It's that time of year again and in this instructable I am going to show you how to make a lovely decorative gift jar that doubles as a festive night light.
The jar it self makes a great gift but also makes for a great way of "presenting" another gift.
Its really simple but can look really great.
Lets get started.
Step 1: What You'll Need
A glass jar.
Polymer clay. I'm using the glittery type and gold. depending on the size of the jar you may need more than one block of whatever colour you are making the "box"
an L.E.D. tea light
A present to put in it?
Acrylic cutting sheet to work on (i got mine from a pound shop in the kitchen section)
Baking tray (one that you dont intend to use for baking again or line it with tinfoil)

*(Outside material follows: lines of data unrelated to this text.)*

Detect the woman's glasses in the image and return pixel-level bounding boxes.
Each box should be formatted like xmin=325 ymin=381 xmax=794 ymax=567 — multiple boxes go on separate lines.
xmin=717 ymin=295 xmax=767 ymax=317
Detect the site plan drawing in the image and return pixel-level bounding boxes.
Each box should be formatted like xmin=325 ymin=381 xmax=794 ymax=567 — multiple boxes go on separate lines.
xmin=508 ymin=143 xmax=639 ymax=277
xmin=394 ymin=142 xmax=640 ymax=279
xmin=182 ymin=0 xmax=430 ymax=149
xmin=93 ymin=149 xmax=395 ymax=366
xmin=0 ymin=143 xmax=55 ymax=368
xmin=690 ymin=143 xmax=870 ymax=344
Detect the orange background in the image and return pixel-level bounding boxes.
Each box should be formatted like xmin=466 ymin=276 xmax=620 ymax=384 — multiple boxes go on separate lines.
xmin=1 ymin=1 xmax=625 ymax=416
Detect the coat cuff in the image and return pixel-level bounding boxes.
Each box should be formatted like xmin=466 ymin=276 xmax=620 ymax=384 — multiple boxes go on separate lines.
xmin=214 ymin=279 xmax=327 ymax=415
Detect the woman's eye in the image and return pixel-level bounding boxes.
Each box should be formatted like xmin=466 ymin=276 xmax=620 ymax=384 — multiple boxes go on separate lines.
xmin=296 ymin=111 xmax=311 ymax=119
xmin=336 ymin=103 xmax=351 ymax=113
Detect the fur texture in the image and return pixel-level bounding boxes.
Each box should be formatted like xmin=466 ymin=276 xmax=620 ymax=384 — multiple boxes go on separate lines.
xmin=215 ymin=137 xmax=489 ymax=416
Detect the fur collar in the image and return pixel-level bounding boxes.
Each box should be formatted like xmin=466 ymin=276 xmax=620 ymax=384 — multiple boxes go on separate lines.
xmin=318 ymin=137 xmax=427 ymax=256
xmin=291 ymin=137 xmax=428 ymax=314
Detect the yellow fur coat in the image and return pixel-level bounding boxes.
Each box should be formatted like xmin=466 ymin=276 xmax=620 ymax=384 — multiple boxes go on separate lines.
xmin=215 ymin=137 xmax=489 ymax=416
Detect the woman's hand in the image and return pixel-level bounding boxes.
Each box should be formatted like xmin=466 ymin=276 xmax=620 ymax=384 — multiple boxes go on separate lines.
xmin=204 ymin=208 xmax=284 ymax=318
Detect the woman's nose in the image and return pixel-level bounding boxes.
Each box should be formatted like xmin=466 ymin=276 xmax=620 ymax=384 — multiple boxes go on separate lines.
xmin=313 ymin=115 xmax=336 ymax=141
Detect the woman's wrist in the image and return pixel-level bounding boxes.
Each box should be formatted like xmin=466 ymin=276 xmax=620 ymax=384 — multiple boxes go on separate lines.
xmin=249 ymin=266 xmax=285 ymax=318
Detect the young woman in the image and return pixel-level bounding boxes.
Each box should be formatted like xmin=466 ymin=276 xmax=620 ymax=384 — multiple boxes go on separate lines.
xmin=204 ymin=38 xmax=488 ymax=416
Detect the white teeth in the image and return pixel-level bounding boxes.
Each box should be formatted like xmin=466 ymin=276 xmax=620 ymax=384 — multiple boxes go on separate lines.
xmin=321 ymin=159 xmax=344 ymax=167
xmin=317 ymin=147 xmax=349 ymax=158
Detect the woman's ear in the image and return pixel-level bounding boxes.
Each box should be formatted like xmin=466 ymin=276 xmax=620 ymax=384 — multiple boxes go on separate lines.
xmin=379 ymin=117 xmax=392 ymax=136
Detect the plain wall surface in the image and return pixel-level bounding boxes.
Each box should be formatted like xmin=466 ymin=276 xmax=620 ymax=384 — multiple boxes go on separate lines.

I'm using specific tools but really all you need is something to roll the polymer clay flat with and something to cut it neatly. With the exception of the roller I got everything from a pound shop.
Step 2: Covering the Jar
Take your clay and roll it out into long flat piece.
Trim off one of the edges and line it up with the uppermost edge of the jar.
Roll the clay around the jar until it meats at both ends.
Trim off any overlap and merge the ends together.
If you have any gaps at the bottom just patch it up with another piece.
Smooth the Jar over the uppermost curve of the jar BUT not over the screw lid bevels as this will hinder putting the lid back on.
Turn it upside down and fold the excess over the base of the jar.(Note: this step is only necessary if you intend to use it as a gift jar and dont want anyone to see inside)
Trim off any excess and smooth it out.
DON'T COVER THE LID STRAIGHT AWAY. you are going to have some extra clay left over from the next bit that you may need to cover the lid.
Step 3: Cutting Out Light Holes
Using your craft knife cut out some decorative shapes.
I opted for snowflakes but you can do any shapes you want.
The more shapes you cut out the more light from the tea light will be seen but you will see more of whats inside if you intend to use it as a gift jar (you can get around this by just wrapping the gift in tissue paper to help hide it)
After cutting out your shapes you may want to give the jar a light roll to smooth out any finger prints or bumps that may have formed.
Step 4: Covering the Lid
Roll out whats left of your clay into a section big enough for your lid
Place the lid in e center and fold the extra up around the sides.
Trim off the extra.
You can smooth the edges to go over the lip of the lid but be careful not to go right over or you will hinder the getting the lid back on the jar.
Place the lid on the jar and screw it on lightly
Step 5: The Ribbon and Bow
Take the clay you are going to use for the bow and roll it into a long strip and flatten it out making sure it is long enough to go from the bottom of your jar right over the top and to the bottom again plus a little extra.
Using a pizza cutter is an easy way to get nice straight edges.
Lay your strip over the top of your jar with the lid on making sure to avoid any of the light holes you have cut out.
Fold the extra under and trim it off.
Repeat for the other ribbon.
Using your craft knife cut the clay between the jar and lid.
Take a shorter strip of clay and cut a small wedge from the end and place it with the un-cut edge where the two ribbons overlap and repeat going the other way.
Take a slightly thicker strip of clay and fold the edges into the middle being careful not to flatten out the loops.
Pinch in the middle and you can shape the "bows" a bit.
Take a small rectangle of clay and wrap it around the center of the bow and place the whole thing on top of the ribbon over lap.
Place the jar and lid separately onto your baking tray and bake it as per the instructions on your polymer clay.
Step 6: Finished!
And you're done!
Pop a gift in it and put it under the tree or just pop an electric tea light in it.
This can be done with smaller jars as just gift jars but they still look incredibly decorative.
I hope you enjoyed this instructable and as always, thoughts, comments and even photos of your own Gift jars are welcome in the comments section below.